Navigating an ever changing savings landscape
This week sees two quite notable birthday’s in the savings market. Today marked the 2nd anniversary of the launch of RCI Bank in the UK. Owned by the French car manufacturer Renault, RCI has been a bastion in the best buy tables, particularly for savers looking for access to their money. In their first 18 months, the bank notched up an impressive 60,000 customers and £2.1bn of savings. Without RCI’s appetite, I have no doubt that savers would have seen even lower rates for accounts with easy access. Their competition has helped provide some level of return in the market.
The second birthday of note arrives next week where the 5th July marks the 10 year anniversary of the recent nadir of the Bank of England Base Rate. That day saw base rate rise to 5.75% and is the last time we have seen the Monetary Policy Committee raise interest rates. The rest, as they say, is history. The stark reality of this though is we now have our first generation of savers who have known nothing but a low rate market and, for most part, a falling one during that time.

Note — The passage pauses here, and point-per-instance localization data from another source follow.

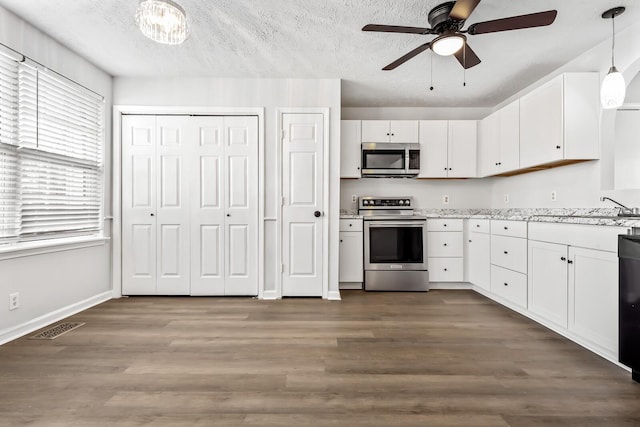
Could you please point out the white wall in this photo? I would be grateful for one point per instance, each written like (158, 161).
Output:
(54, 284)
(269, 94)
(579, 185)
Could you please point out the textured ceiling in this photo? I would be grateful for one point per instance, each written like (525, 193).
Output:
(322, 39)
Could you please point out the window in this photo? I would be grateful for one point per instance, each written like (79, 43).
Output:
(51, 134)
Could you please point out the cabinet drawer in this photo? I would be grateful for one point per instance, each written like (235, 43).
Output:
(444, 244)
(350, 225)
(509, 252)
(445, 269)
(509, 228)
(479, 225)
(510, 285)
(441, 224)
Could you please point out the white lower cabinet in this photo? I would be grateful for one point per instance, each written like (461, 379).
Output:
(478, 254)
(509, 285)
(351, 266)
(548, 289)
(593, 296)
(445, 250)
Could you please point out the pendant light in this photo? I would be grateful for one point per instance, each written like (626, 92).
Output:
(163, 21)
(613, 86)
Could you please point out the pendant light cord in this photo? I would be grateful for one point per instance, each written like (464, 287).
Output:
(613, 39)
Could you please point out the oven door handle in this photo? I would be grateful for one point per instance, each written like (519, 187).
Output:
(407, 223)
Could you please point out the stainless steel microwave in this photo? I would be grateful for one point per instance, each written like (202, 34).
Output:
(390, 160)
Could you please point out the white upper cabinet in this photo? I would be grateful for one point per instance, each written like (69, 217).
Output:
(390, 131)
(448, 148)
(499, 141)
(433, 148)
(559, 121)
(463, 137)
(350, 151)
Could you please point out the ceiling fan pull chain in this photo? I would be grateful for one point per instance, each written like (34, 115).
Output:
(431, 69)
(464, 67)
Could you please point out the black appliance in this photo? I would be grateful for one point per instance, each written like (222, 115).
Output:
(629, 299)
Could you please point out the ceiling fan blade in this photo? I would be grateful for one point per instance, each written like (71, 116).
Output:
(396, 29)
(467, 57)
(407, 57)
(539, 19)
(462, 9)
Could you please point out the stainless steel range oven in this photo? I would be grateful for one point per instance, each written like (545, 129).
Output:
(395, 245)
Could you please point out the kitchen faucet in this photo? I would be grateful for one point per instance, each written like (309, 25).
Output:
(624, 210)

To mark their birthday, RCI commissioned research on the savings market from Opinion Research, highly respected journalist Simon Reed and consumer advice website Savings Champion. They also invited a number of market commentators (including myself) and personal financial journalists along to examine the results, to look at what the future may hold for savers and to discuss what needs to change to improve the market.

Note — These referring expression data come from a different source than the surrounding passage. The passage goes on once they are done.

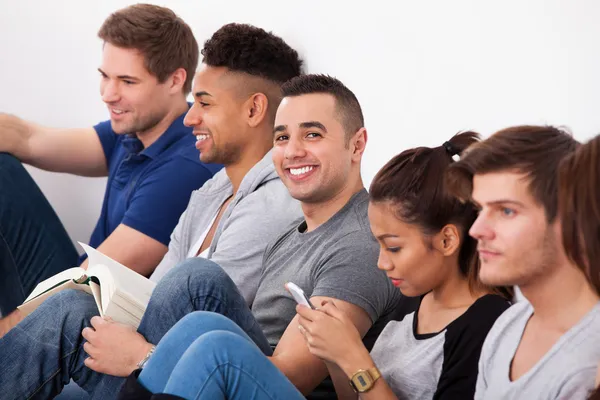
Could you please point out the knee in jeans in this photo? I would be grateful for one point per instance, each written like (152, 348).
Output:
(197, 320)
(220, 340)
(193, 272)
(74, 304)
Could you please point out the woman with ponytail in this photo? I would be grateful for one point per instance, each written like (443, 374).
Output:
(579, 213)
(432, 348)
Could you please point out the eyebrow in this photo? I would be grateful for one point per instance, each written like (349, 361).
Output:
(280, 128)
(202, 93)
(128, 77)
(499, 202)
(386, 235)
(313, 124)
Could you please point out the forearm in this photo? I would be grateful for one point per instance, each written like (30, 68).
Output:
(14, 136)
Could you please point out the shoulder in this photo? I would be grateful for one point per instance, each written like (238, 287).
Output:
(481, 316)
(273, 197)
(284, 237)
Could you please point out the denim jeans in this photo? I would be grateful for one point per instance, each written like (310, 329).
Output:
(207, 356)
(33, 242)
(45, 350)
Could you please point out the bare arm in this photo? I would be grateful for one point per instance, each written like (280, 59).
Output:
(331, 335)
(293, 357)
(133, 249)
(341, 376)
(75, 151)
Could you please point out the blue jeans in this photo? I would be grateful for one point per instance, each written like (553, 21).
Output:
(207, 356)
(45, 350)
(33, 242)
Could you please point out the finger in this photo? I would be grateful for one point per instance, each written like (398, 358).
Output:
(88, 334)
(91, 364)
(302, 330)
(89, 349)
(97, 322)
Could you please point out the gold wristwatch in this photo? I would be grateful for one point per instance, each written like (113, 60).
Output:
(364, 379)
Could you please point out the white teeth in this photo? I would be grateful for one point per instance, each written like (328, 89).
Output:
(300, 171)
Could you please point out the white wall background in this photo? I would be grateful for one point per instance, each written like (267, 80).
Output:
(422, 70)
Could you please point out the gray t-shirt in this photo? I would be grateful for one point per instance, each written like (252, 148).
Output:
(440, 365)
(567, 371)
(338, 260)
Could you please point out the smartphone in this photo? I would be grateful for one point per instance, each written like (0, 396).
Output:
(299, 295)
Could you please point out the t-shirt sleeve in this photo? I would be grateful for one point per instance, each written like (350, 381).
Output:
(580, 385)
(163, 195)
(348, 272)
(107, 137)
(462, 348)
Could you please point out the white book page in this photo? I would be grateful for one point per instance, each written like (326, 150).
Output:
(129, 283)
(61, 277)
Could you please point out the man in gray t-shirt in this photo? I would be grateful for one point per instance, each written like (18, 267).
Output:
(545, 346)
(336, 260)
(567, 371)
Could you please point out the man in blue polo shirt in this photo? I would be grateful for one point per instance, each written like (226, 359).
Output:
(145, 150)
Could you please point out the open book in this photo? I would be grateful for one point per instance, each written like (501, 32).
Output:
(120, 293)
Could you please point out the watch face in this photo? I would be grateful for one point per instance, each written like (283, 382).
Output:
(362, 381)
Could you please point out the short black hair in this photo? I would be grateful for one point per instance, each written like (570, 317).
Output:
(347, 104)
(247, 48)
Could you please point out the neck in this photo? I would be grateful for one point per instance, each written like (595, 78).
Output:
(316, 214)
(560, 297)
(250, 156)
(151, 135)
(454, 291)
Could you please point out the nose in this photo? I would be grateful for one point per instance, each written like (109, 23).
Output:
(109, 90)
(294, 148)
(194, 116)
(383, 262)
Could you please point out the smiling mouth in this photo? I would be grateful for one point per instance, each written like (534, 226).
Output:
(301, 171)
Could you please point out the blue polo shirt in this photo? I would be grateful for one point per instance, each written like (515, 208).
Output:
(149, 188)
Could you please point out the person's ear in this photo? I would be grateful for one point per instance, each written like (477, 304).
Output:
(177, 80)
(358, 143)
(447, 241)
(256, 109)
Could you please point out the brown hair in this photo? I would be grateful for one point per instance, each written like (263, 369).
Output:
(535, 151)
(165, 40)
(413, 183)
(579, 208)
(250, 50)
(347, 105)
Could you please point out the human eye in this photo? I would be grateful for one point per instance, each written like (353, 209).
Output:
(507, 212)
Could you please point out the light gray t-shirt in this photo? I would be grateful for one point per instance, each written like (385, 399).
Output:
(567, 371)
(338, 260)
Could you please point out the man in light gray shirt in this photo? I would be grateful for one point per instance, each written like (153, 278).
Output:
(230, 220)
(544, 347)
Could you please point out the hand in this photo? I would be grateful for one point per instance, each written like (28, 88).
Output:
(114, 348)
(330, 334)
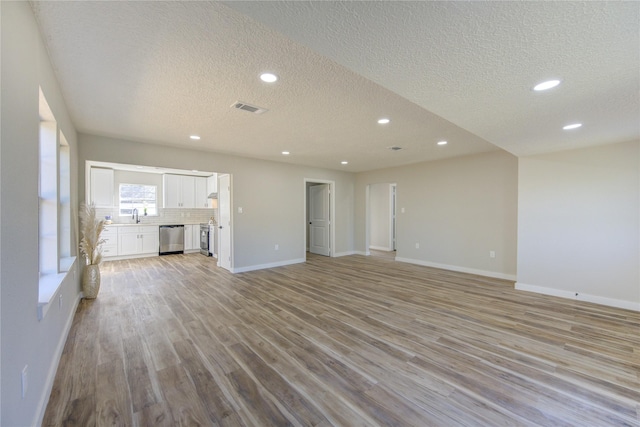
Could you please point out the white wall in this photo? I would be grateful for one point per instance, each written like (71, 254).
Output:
(25, 340)
(578, 224)
(380, 237)
(457, 210)
(271, 194)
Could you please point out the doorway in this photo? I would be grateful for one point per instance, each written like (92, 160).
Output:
(319, 212)
(381, 220)
(225, 231)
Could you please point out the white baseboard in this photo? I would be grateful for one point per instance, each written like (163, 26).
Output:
(347, 253)
(269, 265)
(53, 368)
(459, 269)
(381, 248)
(579, 296)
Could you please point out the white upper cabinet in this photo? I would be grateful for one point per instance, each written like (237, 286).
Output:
(179, 191)
(212, 183)
(202, 192)
(101, 187)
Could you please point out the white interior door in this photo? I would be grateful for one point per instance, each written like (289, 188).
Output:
(224, 221)
(319, 219)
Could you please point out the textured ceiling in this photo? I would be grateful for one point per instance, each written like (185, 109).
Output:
(460, 71)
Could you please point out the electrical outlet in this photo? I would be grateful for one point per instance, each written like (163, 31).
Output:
(25, 380)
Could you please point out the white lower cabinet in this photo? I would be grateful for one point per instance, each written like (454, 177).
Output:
(188, 237)
(110, 245)
(138, 240)
(191, 237)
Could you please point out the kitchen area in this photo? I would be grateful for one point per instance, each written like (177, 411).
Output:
(153, 211)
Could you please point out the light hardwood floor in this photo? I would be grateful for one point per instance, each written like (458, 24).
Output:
(351, 341)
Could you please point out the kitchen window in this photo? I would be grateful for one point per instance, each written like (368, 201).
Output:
(138, 196)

The key highlights of the research to me were the average savings balance was found to be £11,260 with average monthly savings being £239, which is down 14% on last year. 32% have never switched savings provider, 29% haven’t taken any action in 5 years and only 12% have moved in the past year. 43% have moved for better interest rates and 23% for customer service.
So, despite over 30 new providers entering the market in the past decade, there’s still huge inertia in the market. There are a number of reasons for this. Firstly, the actual incentive to change is deemed not worth it for far too many. On the average balance from the RCI research, gaining another 0.5% on interest rates from switching only nets another £50 a year in interest. For most people, this isn’t enough even in the climate of 5 minute online applications which can be funded there and then. Secondly, the low rate climate has encourage a significant group of consumers who see no point in savings in a low rate environment or who have searched for riskier but higher return options. Particularly for young people, the sums needed for a house deposit are so astronomical they see no point in scrimping and sacrificing while watching that first house purchase become even more unobtainable. Thirdly, the volume of choice is so great that many savers are put off as there is such a range of products and providers, coupled with a lack of advice and education that doing nothing is less daunting for some than taking action.
What needs to change for the future? A switching service, like that which exists for current accounts was something discussed that seemed to have merit. Better education for consumers and more tools to help was also suggested. A number of the next wave of new banking entrants are certainly moving in this direction and there’s a number of financial management tools coming which will help. PSD2, which will open up access to more financial data, will also help this. There’s also a role for journalists and financial commentators to help here as well as parents – some estimates suggest we have our attitude to money engrained in us as early as 7 years old!
Personally, my hope is that consumer behaviour will change. Culturally, if we have a bad meal in a restaurant, we take our business elsewhere and often take to social media or Trip Advisor to tell everyone else. However, if we get derisory savings rates and poor service, 8/10 of us take it on the chin. I’d like to see more customers treat banks like restaurants! Will it happen in the next decade? Who knows! The only thing I know is that it is going to be fascinating to see how the market plays out.